Nous n’avions que faire de l’ambre et des ors des phrases ciselées dans l’atour d’autres siècles où le vain disputait au futile l’ordre des bienséances et le dais mortuaire de ces mots tombés en poussière. Il fallut tout oublier. Refermer aussi l’océan bruissant dans les pages des livres, y replier les ailes trop vastes des albatros, trouver son propre souffle, en absence de repère, sur la terre inconnue, sans limites.





Art mineur : sixième forage (fragment)


Je me suis prêté non sans inquiétude à la torture, la question : La page peut-elle être blanche, vierge de toute réminiscence. Ne suis-je pas habité des ombres nomades de quelques voyageurs, précédé de leurs écrits; une fête ou une marche funèbre à partager, drapé du velours confortable mais poussiéreux des redites. Puis j’éludais l’énigme.

Puisque c’est moi qui marche, j’invite le chemin. L’ornière ne crée pas la réfraction d’autres chutes.
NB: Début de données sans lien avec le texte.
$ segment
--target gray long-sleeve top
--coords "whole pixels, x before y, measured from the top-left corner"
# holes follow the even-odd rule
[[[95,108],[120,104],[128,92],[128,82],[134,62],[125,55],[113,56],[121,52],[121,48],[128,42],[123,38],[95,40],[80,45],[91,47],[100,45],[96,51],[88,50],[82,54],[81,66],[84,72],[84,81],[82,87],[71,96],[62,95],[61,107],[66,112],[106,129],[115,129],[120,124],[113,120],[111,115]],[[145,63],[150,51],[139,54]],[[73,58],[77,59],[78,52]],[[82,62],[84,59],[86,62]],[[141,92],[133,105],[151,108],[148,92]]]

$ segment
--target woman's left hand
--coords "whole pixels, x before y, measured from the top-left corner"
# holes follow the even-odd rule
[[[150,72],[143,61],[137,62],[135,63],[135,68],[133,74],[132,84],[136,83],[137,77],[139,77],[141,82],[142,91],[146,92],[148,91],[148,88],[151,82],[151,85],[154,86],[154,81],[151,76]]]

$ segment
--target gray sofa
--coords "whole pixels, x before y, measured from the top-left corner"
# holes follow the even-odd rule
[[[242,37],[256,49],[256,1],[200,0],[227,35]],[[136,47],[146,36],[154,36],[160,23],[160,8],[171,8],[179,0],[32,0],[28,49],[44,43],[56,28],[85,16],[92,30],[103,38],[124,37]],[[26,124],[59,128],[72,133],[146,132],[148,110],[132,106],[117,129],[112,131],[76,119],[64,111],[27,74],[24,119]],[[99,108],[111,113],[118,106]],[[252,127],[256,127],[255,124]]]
Elle prolonge le cri, venu d’une unique racine, jusqu’à l’efflorescence tendue de la douleur et, dans la pénombre exhortant l’indicible, le silex qui brûle met à vif le feu. Qui parle parfois cette langue primale, s’en retourne en ses limbes, aux froissements des feuilles sans noms, au premier sens des mots, avant qu’ils ne se perdent et s’enfoncent dans les tourbes du multiple.

Tu n’as pas confondu la poésie et les dorures éphémères et pourtant rémanentes de l’artifice. Elle n’est pas prodigue de prodiges, ni d’éblouissements. C’est du moins ainsi que tu en discernes les contours, à défaut d’une définition qui puisse contenir à la fois le vide et la profusion, le tumulte du silence.